I was incredibly pissed off at everybody my age that laughed and joked and didn't know or care that people had just died, that they were still dying, that right now fires were burning and bodies were charred and the Pentagon was broken.  I knew that people on planes wouldn't be going home to their children.  I knew that mothers or fathers waiting for their babies would have to wait forever.

And the only ones that seemed to care were my teachers.

I couldn't stand being around the students.  I couldn't stand their ambivalence, their nonchalance.  Mr. Ford, our middle school history teacher, had often said we were the most apathetic generation in world history.  I'd disagreed before:  we cared about a lot of things, they just weren't the same things our parents cared about.

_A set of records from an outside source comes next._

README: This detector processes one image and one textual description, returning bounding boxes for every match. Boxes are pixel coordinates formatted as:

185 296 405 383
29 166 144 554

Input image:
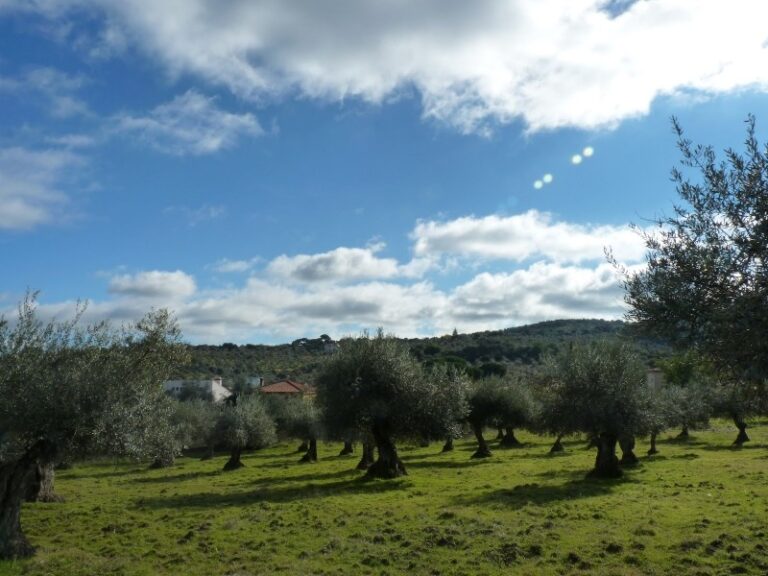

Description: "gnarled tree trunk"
26 462 64 502
299 438 317 463
0 440 56 559
588 434 622 478
149 455 176 470
357 442 374 470
499 428 522 448
200 442 216 460
733 417 749 446
224 448 245 472
648 432 659 456
368 424 408 478
619 434 640 466
549 434 565 454
339 440 355 456
472 424 492 458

On September 11th, I agreed with him.  People my age didn't give a fuck.

---

Mom wasn't working that day, or she'd come home early.  I don't remember which, but I know she was home when I got home from school.  The news was on.  Everywhere I'd gone all day the news had been on.  The adrenaline had worn off.  The news anchors had fixed their hair and makeup.  Their eyes were still bloodshot and hollow.  Now they were replaying everything, hypothesizing, repeating it over and over on every channel.

We went to the library in Oriskany Falls.  My public library where I'd taken out books my whole life, where I'd been part of after school programs, where I entered coloring contests and requested movies that were Rated R and had to get my mom's permission first.  They'd found a television.  The news was on.

My stomach was a hollow spot somewhere below my ribs.  I wasn't hungry.  Everybody spoke in hushed voices.  I was scared.  People kept saying, "nuclear weapons."

---

My father watches the news, and listens to the news, and watches the history channel, and the military channel.  He repeats himself, and watches the same programs.  The news was never off in following weeks.  Months.  And he's half deaf from years of power tools and engines and banging and shouting.  The news was on loudly.  I fell asleep every night to orange alerts and red alerts and the sounds of screaming and reporters replaying the events, hypothesizing the next place that would be attacked.

One program, I don't remember which, or precisely when it was, had the people who'd been called by the passengers on the plane that crashed in Pennsylvania.

A woman with a baby...  Her husband had called her.  Quietly.  So quietly.

He'd said there were men on the plane, they'd taken it over.  They were in the cockpit.  They were going to use the plane as a weapon.

The man told his wife he loved her.

He said, "We're going to do something."

That was the plane that crashed in a field, that killed only its passengers and no others.

I often fell asleep crying, wondering if I would ever be as brave as the passengers on that plane that embraced their deaths, that told their spouses they loved them and then ended their lives in an explosion in a lonely rural field.  Martyrs.

I suddenly understood what it meant to be a martyr.

My classmates had all forgotten, or didn't care.  Nobody talked about it, except the constant repetition of the news every night.

The magazines, the papers.  The adults all talked about it in hushed tones, but nobody my age.

I don't remember what Hannah did for her birthday.

I just remember constant fear as I fell asleep at night that I'd wake up to explosions and burning buildings, or that, maybe worse, I'd never wake up.